Reformasi Birokrasi dan Demokratisasi Kebijakan Publik

Judul: Reformasi Birokrasi dan Demokratisasi Kebijakan Publik
Penulis: Saiful Arif
Penerbit: Averroes Press
Seri: Buku Seri Demokrasi ke-3
Tahun: 2006
Tebal: 172
ISBN: 9799793997086

Secara ideal demokrasi seharusnya menjadi acuan kehidupan kebangsaan di level manapun, baik dalam tingkat masyarakat maupun pemerintah. Demokratisasi dalam ide, perumusan, pelaksanaan maupun evaluasi kebijakan publik di tingkat lokal akan menjadi representasi sejauh mana tingkat dan kualifikasi demokrasi pada pemerintah bersangkutan.

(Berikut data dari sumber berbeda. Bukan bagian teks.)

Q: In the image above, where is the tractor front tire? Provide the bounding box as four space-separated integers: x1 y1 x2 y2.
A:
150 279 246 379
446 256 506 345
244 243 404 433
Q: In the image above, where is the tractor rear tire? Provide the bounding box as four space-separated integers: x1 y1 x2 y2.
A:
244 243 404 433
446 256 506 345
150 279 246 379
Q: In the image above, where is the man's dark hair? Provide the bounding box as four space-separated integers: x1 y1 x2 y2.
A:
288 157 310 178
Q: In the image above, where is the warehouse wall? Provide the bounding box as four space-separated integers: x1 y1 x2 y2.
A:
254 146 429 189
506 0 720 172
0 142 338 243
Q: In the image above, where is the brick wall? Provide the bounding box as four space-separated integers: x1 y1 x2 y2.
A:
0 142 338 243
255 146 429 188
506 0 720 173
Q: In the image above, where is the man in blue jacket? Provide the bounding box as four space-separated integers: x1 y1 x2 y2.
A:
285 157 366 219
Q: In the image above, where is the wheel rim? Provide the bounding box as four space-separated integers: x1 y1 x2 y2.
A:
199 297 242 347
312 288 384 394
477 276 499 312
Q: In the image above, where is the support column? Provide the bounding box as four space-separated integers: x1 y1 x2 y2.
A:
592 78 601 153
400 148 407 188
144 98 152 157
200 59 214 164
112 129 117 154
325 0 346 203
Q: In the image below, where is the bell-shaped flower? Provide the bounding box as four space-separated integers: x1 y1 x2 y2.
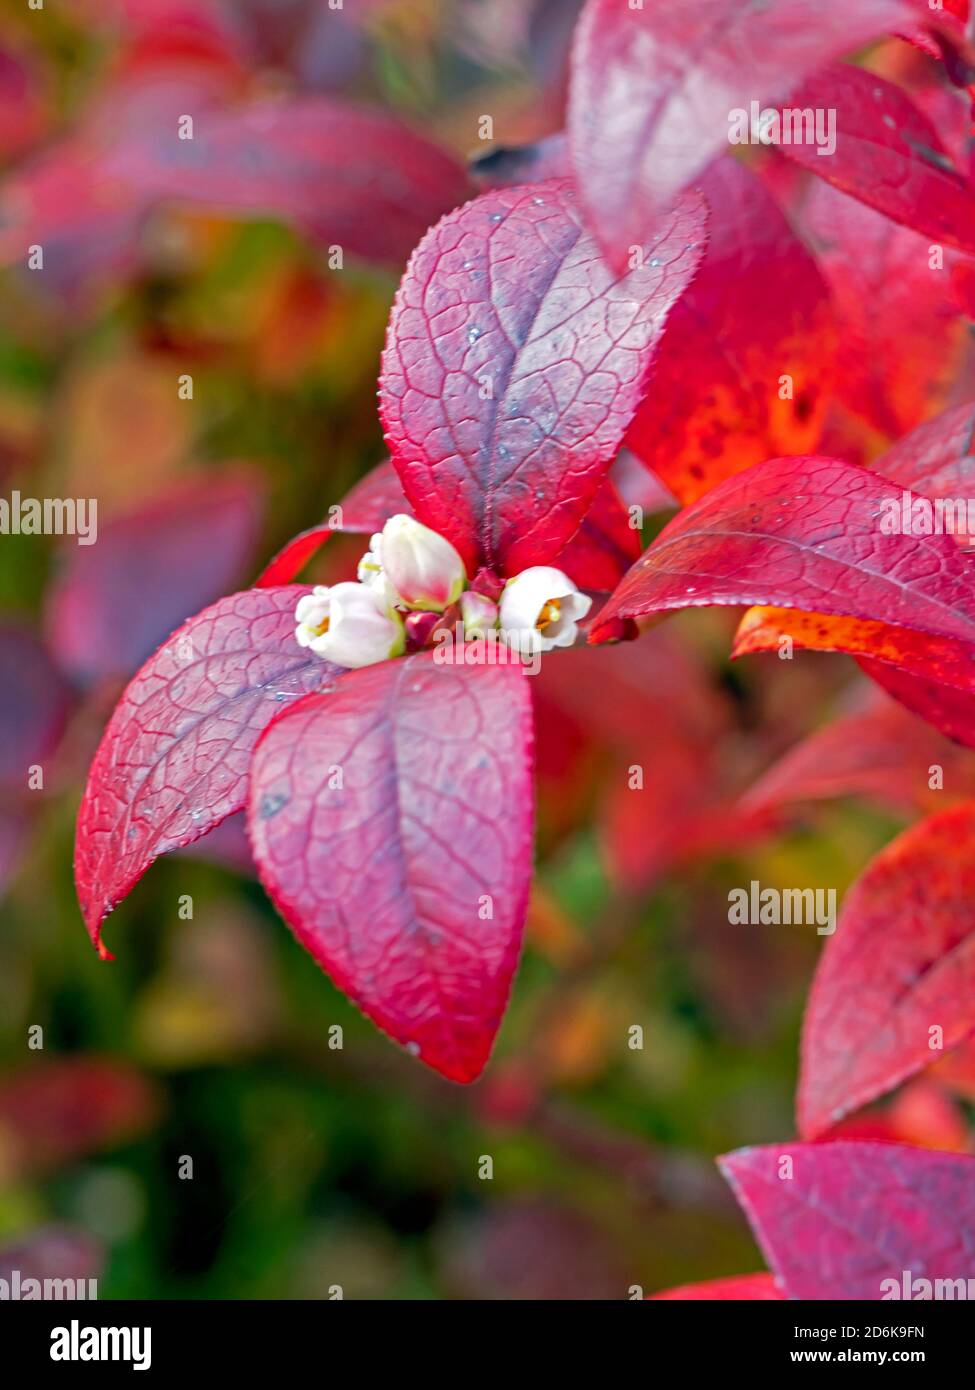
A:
498 566 592 656
294 583 404 669
378 514 466 611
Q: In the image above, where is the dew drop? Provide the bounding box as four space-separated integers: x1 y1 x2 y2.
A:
259 792 288 820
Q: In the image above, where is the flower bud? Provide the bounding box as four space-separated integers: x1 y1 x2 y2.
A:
460 590 499 638
498 566 592 656
295 583 404 669
404 610 441 651
378 514 466 611
356 534 392 601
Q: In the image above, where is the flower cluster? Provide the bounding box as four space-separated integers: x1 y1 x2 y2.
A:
294 514 592 668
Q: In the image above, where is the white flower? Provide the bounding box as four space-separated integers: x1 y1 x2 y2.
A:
459 590 499 638
499 566 592 655
294 583 404 668
378 513 466 611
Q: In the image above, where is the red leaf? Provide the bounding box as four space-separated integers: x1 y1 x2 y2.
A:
650 1273 783 1301
105 96 470 267
74 586 332 952
797 178 967 438
246 653 535 1082
47 472 264 684
591 456 975 645
602 777 770 894
626 159 835 503
799 802 975 1138
862 657 975 746
254 524 335 590
827 1078 972 1152
0 1057 159 1175
783 64 975 254
740 689 975 816
0 42 48 162
556 478 641 592
720 1140 975 1299
876 396 975 496
379 180 707 577
734 606 975 749
728 405 975 746
568 0 928 266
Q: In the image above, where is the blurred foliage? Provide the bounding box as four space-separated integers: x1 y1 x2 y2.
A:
0 0 971 1301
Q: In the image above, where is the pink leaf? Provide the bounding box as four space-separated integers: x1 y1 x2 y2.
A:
0 1227 103 1287
720 1140 975 1299
379 180 706 577
104 96 471 267
591 456 975 646
259 457 640 593
568 0 929 266
783 64 975 254
247 653 535 1082
0 623 73 788
47 471 264 684
74 586 332 952
0 97 469 298
0 624 73 900
799 802 975 1138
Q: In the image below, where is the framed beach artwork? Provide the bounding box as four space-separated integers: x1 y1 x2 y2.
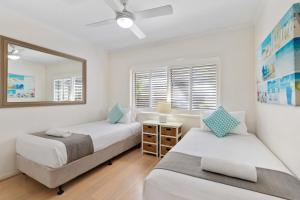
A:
257 3 300 106
7 73 35 99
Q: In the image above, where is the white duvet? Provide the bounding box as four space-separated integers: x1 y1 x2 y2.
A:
16 121 141 168
143 128 292 200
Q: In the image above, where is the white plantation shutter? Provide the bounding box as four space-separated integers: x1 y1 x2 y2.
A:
53 77 83 101
54 78 72 101
74 77 83 101
134 72 151 108
191 65 217 110
150 69 167 108
133 69 167 108
53 79 63 101
170 67 191 110
132 64 218 111
63 79 72 100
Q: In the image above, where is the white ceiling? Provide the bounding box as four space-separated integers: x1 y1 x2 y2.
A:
1 0 263 51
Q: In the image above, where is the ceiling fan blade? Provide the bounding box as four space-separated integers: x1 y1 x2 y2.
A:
130 24 146 39
135 5 173 19
104 0 123 12
86 19 115 27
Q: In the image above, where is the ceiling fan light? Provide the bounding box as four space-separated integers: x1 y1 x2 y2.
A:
8 54 20 60
117 17 133 29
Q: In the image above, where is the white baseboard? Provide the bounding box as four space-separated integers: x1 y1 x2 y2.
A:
0 170 19 181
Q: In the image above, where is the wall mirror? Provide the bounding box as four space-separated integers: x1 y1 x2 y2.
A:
1 36 86 107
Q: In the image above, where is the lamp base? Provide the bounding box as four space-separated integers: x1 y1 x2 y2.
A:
159 115 167 123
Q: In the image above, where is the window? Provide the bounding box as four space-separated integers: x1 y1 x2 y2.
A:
132 64 218 111
133 69 167 108
53 77 83 101
150 70 168 108
191 65 217 110
73 77 83 101
170 67 190 110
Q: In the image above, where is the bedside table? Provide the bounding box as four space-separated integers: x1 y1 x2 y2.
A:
159 122 183 158
142 120 183 157
142 120 159 157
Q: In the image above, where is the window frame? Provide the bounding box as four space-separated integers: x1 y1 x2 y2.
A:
130 57 221 114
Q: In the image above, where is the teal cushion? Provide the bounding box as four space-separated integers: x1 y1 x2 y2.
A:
203 107 240 138
108 104 124 124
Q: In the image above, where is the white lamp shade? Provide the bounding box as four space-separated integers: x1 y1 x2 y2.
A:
156 102 171 114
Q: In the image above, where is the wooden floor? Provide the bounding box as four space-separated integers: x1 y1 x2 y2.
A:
0 148 160 200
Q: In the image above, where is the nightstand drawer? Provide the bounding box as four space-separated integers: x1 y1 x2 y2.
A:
161 136 176 146
161 146 172 155
143 134 156 143
142 120 183 157
161 127 176 136
143 125 157 133
143 143 157 153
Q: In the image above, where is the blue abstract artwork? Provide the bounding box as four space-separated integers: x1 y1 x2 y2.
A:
8 73 35 98
257 3 300 106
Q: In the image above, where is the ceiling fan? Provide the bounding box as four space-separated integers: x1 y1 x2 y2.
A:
8 44 22 60
86 0 173 39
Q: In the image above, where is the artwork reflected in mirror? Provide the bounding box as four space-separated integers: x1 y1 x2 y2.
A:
2 38 86 107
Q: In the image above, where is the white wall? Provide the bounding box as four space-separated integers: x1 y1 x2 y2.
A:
255 0 300 178
109 27 255 133
0 6 109 180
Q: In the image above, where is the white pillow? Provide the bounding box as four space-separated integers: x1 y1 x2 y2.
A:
201 157 257 182
201 110 248 135
46 128 72 138
119 108 136 123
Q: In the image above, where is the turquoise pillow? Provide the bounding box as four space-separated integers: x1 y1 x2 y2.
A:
108 104 124 124
203 107 240 138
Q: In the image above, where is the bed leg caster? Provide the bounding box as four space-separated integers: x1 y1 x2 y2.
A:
57 185 64 195
107 160 112 165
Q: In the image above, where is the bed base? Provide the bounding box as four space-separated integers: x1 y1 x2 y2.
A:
55 157 120 195
17 133 141 195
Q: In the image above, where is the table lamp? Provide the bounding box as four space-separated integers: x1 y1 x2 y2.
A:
156 102 171 123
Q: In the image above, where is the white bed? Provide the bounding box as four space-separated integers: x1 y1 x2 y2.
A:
16 121 141 168
143 128 293 200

Sejauh mana pemerintah membuka ruang partisipasi publik, sejauh mana gagasan diolah bersama dan implementasi kebijakan diawasi oleh masyarakat, merupakan serangkaian dari proses demokratisasi itu sendiri.

Kebijakan publik tidak lain merupakan aktivitas pemerintah yang pada akhirnya berujung pada bagaimana publik menjalankan kehidupannya sehari-hari. Secara spesifik, demokratisasi di aras kebijakan publik merupakan tuntutan yang sudah tak bisa ditolak, mengingat serangkaian proses demokrasi secara umum. Kebijakan desentralisasi, reformasi birokrasi, peran serta masyarakat, pemberdayaan legislatif dan seterusnya merupakan langkah-langkah penting untuk mewujudkan demokrasi di daerah.

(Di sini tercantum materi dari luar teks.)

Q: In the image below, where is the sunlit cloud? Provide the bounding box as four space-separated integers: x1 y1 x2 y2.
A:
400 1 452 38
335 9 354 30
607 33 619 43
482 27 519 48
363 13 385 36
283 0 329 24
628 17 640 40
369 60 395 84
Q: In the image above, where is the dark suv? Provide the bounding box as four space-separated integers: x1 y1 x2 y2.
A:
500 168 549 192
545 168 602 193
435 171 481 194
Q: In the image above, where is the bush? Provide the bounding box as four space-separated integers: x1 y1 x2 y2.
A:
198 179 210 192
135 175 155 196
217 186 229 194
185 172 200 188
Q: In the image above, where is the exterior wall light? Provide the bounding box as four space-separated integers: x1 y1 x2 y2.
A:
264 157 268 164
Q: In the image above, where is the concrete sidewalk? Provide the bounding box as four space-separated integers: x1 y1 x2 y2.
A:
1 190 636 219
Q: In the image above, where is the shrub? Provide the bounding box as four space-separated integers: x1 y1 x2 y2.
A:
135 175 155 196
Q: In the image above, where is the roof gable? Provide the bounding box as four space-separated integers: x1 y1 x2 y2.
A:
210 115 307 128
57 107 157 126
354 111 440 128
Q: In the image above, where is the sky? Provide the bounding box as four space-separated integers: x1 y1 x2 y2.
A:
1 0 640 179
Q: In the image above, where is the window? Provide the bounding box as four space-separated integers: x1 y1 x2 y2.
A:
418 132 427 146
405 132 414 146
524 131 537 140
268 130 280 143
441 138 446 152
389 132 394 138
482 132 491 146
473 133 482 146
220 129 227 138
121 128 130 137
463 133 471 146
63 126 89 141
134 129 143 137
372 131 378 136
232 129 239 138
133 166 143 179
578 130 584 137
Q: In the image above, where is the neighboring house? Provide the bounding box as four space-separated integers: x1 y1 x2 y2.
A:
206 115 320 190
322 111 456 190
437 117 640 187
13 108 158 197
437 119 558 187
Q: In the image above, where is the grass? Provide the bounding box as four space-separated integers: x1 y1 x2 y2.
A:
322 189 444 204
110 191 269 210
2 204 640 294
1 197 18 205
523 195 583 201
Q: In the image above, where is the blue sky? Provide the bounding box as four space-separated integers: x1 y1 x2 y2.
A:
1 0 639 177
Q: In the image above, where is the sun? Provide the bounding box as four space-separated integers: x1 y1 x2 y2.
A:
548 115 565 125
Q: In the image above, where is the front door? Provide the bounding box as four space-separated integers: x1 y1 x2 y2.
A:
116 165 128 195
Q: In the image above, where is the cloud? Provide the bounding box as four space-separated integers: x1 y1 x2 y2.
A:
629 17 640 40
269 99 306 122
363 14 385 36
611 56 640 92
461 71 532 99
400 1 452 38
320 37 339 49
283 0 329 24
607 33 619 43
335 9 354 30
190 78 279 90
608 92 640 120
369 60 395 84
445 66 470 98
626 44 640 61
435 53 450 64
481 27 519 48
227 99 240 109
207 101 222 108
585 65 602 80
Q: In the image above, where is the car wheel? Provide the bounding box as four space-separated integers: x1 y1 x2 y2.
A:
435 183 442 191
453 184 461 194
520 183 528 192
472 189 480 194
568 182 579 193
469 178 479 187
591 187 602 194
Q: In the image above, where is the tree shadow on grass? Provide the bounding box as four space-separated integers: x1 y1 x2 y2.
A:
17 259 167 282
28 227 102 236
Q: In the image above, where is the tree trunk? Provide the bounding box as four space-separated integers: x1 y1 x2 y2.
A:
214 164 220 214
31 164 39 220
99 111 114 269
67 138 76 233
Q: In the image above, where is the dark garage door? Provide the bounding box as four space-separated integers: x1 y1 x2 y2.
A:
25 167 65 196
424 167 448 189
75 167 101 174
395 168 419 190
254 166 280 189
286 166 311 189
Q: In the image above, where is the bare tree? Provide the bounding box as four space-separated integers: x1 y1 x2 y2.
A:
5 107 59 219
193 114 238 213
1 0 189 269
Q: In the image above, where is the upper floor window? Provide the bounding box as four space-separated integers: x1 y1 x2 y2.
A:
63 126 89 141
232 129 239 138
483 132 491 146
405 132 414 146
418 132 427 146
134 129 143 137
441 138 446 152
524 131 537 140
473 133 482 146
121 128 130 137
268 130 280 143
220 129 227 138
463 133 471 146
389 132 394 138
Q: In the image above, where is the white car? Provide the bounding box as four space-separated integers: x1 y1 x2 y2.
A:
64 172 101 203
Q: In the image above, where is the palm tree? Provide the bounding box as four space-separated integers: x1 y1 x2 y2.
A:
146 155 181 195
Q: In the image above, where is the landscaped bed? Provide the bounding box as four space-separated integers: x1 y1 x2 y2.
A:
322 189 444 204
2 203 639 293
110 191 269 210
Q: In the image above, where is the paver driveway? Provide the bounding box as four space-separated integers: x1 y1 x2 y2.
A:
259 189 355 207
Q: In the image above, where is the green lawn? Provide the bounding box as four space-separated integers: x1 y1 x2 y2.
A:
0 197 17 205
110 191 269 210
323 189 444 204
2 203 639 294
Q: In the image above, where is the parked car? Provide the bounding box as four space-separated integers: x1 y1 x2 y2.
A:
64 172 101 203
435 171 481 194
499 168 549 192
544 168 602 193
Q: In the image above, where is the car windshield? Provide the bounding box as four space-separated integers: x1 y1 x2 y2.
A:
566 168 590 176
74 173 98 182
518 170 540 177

Demokrasi bagaimanapun akan kembali pada masyarakat. Demokrasi mempersyaratkan keterlibatan aktif masyarakat warga untuk menentukan keadaan kehidupan yang sesuai dengan pilihan-pilihannya. Karena demikian, tidak dapat dimungkinkan sama sekali jika kebijakan publik dalam perpektif desentralisasi tidak memuat nilai-nilai luhur demokrasi. Tidak ada ruang dan alasan yang bisa dibenarkan dalam perspektif apapun, kebijakan publik direncanakan, dirumuskan, diimplementasikan tanpa mengikutsertakan pertimbangan masyarakat warga.

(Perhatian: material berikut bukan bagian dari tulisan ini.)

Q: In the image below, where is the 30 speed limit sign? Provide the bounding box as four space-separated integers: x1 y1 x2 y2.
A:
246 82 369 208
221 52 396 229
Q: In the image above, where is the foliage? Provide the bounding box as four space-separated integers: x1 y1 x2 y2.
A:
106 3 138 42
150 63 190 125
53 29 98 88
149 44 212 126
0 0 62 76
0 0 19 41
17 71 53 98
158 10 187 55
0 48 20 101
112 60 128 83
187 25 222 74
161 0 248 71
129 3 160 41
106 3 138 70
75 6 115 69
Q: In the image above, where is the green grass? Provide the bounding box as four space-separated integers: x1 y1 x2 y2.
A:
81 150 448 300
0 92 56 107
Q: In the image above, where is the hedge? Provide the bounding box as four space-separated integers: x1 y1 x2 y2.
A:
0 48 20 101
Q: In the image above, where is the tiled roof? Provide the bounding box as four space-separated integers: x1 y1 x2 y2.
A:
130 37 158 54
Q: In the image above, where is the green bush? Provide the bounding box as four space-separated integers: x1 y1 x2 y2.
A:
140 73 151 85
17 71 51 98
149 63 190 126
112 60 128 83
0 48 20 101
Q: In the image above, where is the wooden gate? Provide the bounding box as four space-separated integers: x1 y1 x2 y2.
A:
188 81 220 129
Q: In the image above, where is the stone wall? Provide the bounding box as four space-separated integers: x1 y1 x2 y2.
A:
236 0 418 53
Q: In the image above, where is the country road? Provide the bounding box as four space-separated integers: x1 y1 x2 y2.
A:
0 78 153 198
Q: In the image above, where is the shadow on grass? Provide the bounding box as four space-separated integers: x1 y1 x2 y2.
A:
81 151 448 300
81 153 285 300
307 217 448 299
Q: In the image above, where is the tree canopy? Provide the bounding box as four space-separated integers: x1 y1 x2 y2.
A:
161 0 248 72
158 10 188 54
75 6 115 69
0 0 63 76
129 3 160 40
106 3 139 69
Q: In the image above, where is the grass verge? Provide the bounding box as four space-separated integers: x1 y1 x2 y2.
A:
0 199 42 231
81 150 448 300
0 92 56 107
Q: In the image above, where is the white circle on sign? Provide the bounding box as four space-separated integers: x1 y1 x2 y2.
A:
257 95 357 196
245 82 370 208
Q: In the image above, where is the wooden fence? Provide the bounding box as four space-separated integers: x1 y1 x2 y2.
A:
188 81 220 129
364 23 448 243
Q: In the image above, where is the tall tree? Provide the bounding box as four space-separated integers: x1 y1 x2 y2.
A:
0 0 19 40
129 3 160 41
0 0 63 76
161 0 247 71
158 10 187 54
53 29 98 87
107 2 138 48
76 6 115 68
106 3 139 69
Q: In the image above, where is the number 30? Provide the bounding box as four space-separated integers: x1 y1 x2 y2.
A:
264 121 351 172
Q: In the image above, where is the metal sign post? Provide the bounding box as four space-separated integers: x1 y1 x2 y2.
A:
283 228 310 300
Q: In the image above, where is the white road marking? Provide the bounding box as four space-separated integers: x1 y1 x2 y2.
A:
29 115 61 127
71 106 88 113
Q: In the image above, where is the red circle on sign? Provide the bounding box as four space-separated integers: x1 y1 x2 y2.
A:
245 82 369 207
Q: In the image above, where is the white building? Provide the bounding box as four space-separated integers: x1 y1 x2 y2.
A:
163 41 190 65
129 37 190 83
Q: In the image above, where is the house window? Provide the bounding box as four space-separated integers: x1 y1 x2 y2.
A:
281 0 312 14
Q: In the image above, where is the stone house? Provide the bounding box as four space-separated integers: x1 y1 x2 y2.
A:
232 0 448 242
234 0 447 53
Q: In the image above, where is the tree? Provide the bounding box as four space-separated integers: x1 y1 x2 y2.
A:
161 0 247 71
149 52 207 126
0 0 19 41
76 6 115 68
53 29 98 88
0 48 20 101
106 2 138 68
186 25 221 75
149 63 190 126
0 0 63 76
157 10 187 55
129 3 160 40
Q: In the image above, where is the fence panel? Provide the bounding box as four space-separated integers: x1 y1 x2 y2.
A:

Di titik inilah persisnya kebijakan publik harus dirancang secara demokratis. Setelah itu, kebijakan publik juga harus diterapkan secara demokratis dan dievaluasi bersama secara demokratis pula, untuk menghasilkan rumusan baru kebijakan yang lebih sesuai dengan zaman, tuntutan, kebutuhan dan konteks di mana masyarakat berkehidupan.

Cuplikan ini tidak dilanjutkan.